ScientificTypes.jl

An API for dispatching on the "scientific" type of data instead of the machine type
Popularity
96 Stars
Updated Last
4 Months Ago
Started In
August 2019

ScientificTypes.jl

Linux Coverage Documentation
Build Status codecov.io

This package makes a distinction between machine type and scientific type of a Julia object:

  • The machine type refers to the Julia type being used to represent the object (for instance, Float64).

  • The scientific type is one of the types defined in ScientificTypesBase.jl reflecting how the object should be interpreted (for instance, Continuous or Multiclass).

Contents

Installation

using Pkg
Pkg.add("ScientificTypes")

Who is this repository for?

  • developers of statistical and scientific software who want to articulate their data type requirements in a generic, purpose-oriented way, and who are furthermore happy to adopt an existing convention about what data types should be used for what purpose (a convention first developed for the MLJ ecosystem, but useful in a general context)

What's provided here?

The module ScientificTypes defined in this repo rexports the scientific types and associated methods defined in ScientificTypesBase.jl and provides:

  • a collection of scitype definitions that articulate a default convention.

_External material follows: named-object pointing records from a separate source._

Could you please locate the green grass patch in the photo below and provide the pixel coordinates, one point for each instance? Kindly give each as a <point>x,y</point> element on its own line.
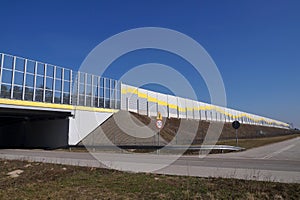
<point>50,181</point>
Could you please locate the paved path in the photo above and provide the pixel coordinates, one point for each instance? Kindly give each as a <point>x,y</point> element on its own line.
<point>276,162</point>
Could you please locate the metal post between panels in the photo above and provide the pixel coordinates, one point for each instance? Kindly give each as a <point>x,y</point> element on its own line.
<point>62,85</point>
<point>1,69</point>
<point>13,78</point>
<point>44,88</point>
<point>70,89</point>
<point>24,79</point>
<point>92,91</point>
<point>54,78</point>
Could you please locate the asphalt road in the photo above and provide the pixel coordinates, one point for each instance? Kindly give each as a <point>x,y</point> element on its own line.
<point>277,162</point>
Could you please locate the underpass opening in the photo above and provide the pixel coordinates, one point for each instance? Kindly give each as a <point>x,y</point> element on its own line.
<point>27,128</point>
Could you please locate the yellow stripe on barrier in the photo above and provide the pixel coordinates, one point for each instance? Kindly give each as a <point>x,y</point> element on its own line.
<point>152,99</point>
<point>162,103</point>
<point>173,106</point>
<point>53,105</point>
<point>142,95</point>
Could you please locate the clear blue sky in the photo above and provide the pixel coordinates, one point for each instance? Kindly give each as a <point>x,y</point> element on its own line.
<point>255,44</point>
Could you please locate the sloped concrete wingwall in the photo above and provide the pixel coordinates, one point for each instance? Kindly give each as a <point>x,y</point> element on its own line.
<point>84,122</point>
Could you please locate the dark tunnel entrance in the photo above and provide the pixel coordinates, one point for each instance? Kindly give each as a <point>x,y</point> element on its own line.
<point>25,128</point>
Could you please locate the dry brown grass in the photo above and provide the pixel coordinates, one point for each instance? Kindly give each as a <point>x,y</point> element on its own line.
<point>49,181</point>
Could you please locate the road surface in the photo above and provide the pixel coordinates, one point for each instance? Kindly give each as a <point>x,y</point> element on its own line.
<point>276,162</point>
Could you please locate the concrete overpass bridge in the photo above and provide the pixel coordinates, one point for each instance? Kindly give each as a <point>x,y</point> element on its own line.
<point>44,105</point>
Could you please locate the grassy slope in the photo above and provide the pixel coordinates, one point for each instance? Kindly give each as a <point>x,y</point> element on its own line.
<point>49,181</point>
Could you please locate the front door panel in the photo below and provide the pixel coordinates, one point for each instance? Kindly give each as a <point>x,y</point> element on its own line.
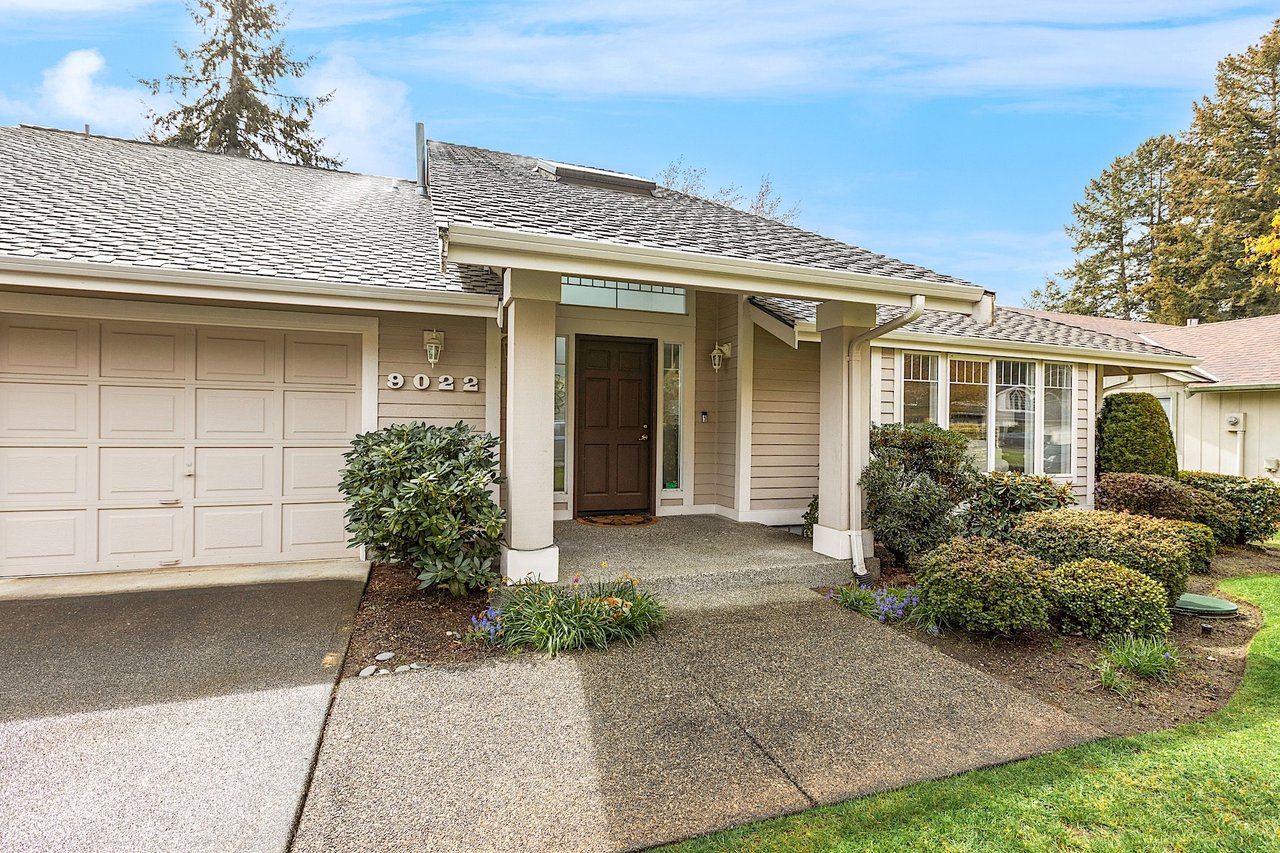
<point>613,425</point>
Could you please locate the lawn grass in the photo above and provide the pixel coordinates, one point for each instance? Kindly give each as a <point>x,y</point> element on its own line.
<point>1210,785</point>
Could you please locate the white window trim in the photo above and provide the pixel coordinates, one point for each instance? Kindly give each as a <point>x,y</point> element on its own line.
<point>944,381</point>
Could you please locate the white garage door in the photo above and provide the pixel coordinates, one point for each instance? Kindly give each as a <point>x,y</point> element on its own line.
<point>129,445</point>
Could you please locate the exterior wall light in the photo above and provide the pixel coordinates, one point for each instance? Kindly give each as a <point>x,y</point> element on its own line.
<point>718,355</point>
<point>433,342</point>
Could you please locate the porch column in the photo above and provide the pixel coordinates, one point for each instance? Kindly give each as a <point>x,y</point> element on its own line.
<point>530,551</point>
<point>844,442</point>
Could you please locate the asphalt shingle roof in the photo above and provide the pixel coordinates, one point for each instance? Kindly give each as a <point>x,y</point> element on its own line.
<point>1015,325</point>
<point>489,188</point>
<point>113,201</point>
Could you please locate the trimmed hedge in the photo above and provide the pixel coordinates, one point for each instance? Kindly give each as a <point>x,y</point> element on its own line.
<point>1165,497</point>
<point>1101,598</point>
<point>1256,498</point>
<point>1156,547</point>
<point>983,585</point>
<point>1134,436</point>
<point>1002,497</point>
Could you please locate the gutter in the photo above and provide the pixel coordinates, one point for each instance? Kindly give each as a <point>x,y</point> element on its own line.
<point>855,395</point>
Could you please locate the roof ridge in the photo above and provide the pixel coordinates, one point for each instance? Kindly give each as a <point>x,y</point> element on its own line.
<point>191,150</point>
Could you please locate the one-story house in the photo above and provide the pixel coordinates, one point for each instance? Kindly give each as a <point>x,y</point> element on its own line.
<point>190,341</point>
<point>1225,413</point>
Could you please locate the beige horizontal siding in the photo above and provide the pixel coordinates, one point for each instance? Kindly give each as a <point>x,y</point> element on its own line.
<point>400,350</point>
<point>784,424</point>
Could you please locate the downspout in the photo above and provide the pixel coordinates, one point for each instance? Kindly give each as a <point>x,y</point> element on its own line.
<point>912,314</point>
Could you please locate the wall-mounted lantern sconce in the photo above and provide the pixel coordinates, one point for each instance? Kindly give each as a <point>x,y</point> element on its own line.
<point>433,342</point>
<point>718,355</point>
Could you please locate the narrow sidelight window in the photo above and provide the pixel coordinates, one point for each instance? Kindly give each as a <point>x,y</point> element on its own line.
<point>672,384</point>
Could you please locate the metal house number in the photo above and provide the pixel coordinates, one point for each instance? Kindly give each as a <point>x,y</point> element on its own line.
<point>423,382</point>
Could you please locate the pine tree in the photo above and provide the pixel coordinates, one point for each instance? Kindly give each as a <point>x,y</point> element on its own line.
<point>229,95</point>
<point>1114,236</point>
<point>1224,194</point>
<point>691,181</point>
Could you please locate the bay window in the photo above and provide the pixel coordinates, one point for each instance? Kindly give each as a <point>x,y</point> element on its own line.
<point>1018,415</point>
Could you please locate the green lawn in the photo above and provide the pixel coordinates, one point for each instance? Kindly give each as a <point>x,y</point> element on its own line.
<point>1211,785</point>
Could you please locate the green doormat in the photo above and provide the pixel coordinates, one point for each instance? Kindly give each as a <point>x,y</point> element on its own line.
<point>1205,606</point>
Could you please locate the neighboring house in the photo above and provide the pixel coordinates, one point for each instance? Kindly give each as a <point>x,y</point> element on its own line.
<point>190,341</point>
<point>1225,413</point>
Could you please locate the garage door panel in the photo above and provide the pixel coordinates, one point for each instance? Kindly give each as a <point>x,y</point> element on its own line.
<point>137,411</point>
<point>155,533</point>
<point>311,528</point>
<point>248,414</point>
<point>237,532</point>
<point>312,471</point>
<point>228,473</point>
<point>320,414</point>
<point>321,359</point>
<point>140,473</point>
<point>32,539</point>
<point>238,355</point>
<point>146,351</point>
<point>44,474</point>
<point>46,346</point>
<point>35,410</point>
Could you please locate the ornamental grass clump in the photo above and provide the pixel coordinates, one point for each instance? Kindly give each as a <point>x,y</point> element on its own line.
<point>1100,598</point>
<point>983,585</point>
<point>553,619</point>
<point>1156,547</point>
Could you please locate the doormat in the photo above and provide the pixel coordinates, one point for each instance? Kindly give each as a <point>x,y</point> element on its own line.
<point>625,520</point>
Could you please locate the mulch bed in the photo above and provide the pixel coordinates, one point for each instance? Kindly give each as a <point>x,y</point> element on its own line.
<point>419,625</point>
<point>1059,670</point>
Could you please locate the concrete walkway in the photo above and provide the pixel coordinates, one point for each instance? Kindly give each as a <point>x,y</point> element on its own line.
<point>728,716</point>
<point>178,720</point>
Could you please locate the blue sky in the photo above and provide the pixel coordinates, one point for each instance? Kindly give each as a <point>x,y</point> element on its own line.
<point>951,133</point>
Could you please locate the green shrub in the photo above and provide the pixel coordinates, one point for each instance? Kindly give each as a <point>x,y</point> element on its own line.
<point>1165,497</point>
<point>1101,598</point>
<point>809,519</point>
<point>420,495</point>
<point>1256,498</point>
<point>1200,541</point>
<point>915,479</point>
<point>1134,436</point>
<point>552,619</point>
<point>983,585</point>
<point>1155,547</point>
<point>1001,497</point>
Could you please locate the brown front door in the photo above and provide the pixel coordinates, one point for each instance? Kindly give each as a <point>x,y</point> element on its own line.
<point>613,420</point>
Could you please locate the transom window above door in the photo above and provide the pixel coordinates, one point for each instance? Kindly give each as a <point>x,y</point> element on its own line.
<point>631,296</point>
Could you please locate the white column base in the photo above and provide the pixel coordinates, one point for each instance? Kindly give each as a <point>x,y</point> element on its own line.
<point>832,543</point>
<point>542,565</point>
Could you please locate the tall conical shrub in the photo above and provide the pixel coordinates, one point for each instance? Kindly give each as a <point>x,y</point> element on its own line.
<point>1134,436</point>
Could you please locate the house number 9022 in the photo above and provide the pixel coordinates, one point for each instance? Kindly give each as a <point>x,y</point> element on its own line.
<point>423,382</point>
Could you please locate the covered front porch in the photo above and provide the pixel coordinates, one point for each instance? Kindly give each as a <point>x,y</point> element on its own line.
<point>695,553</point>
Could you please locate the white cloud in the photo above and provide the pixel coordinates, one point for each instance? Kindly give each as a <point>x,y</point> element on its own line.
<point>72,91</point>
<point>368,123</point>
<point>722,48</point>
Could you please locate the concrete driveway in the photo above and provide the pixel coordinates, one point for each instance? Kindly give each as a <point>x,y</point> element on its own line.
<point>178,720</point>
<point>730,715</point>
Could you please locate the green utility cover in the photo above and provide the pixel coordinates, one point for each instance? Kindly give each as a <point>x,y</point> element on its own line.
<point>1205,606</point>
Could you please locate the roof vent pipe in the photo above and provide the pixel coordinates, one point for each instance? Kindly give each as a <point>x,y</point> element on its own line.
<point>421,158</point>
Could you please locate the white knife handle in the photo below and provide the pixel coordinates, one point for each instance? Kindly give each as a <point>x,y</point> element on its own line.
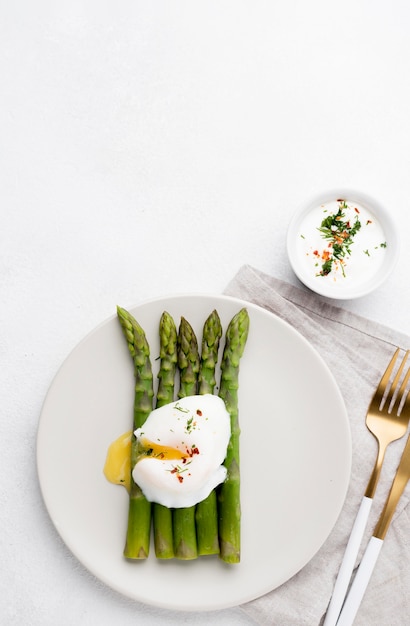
<point>360,582</point>
<point>348,562</point>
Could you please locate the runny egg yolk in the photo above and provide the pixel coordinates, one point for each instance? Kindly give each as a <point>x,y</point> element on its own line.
<point>117,468</point>
<point>176,457</point>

  • a coerce function, for changing machine types to reflect a specified scientific interpretation (scientific type)

  • an autotype fuction for "guessing" the intended scientific type of data

Very quick start

For more information and examples please refer to the manual.

using ScientificTypes, DataFrames
X = DataFrame(
    a = randn(5),
    b = [-2.0, 1.0, 2.0, missing, 3.0],
    c = [1, 2, 3, 4, 5],
    d = [0, 1, 0, 1, 0],
    e = ['M', 'F', missing, 'M', 'F'],
    )
sch = schema(X)

will print

┌───────┬────────────────────────────┬─────────────────────────┐
│ names │ scitypes                   │ types                   │
├───────┼────────────────────────────┼─────────────────────────┤
│ a     │ Continuous                 │ Float64                 │
│ b     │ Union{Missing, Continuous} │ Union{Missing, Float64} │
│ c     │ Count                      │ Int64                   │
│ d     │ Count                      │ Int64                   │
│ e     │ Union{Missing, Unknown}    │ Union{Missing, Char}    │
└───────┴────────────────────────────┴─────────────────────────┘

Detail is obtained in the obvious way; for example:

julia> sch.names
(:a, :b, :c, :d, :e)

To specify that instead b should be regared as Count, and that both d and e are Multiclass, we use the coerce function:

Xc = coerce(X, :b=>Count, :d=>Multiclass, :e=>Multiclass)
schema(Xc)

which prints

┌───────┬───────────────────────────────┬────────────────────────────────────────────────┐
│ names │ scitypes                      │ types                                          │
├───────┼───────────────────────────────┼────────────────────────────────────────────────┤
│ a     │ Continuous                    │ Float64                                        │
│ b     │ Union{Missing, Count}         │ Union{Missing, Int64}                          │
│ c     │ Count                         │ Int64                                          │
│ d     │ Multiclass{2}                 │ CategoricalValue{Int64, UInt32}                │
│ e     │ Union{Missing, Multiclass{2}} │ Union{Missing, CategoricalValue{Char, UInt32}} │
└───────┴───────────────────────────────┴────────────────────────────────────────────────┘

Acknowledgements and history

ScientificTypes is based on code from MLJScientificTypes.jl (now deprecated) and in particular builds on contributions of Anthony Blaom (@ablaom), Thibaut Lienart (@tlienart), Samuel Okon (@OkonSamuel), and others not recorded in the ScientificTypes commit history.

ScientificTypes.jl 2.0 implements the DefaultConvention, which coincides with the deprecated MLJ convention of MLJScientificTypes.jl 0.4.8. The code at ScientificTypes 1.1.2 (which defined only the API) became ScientificTypesBase.jl 1.0.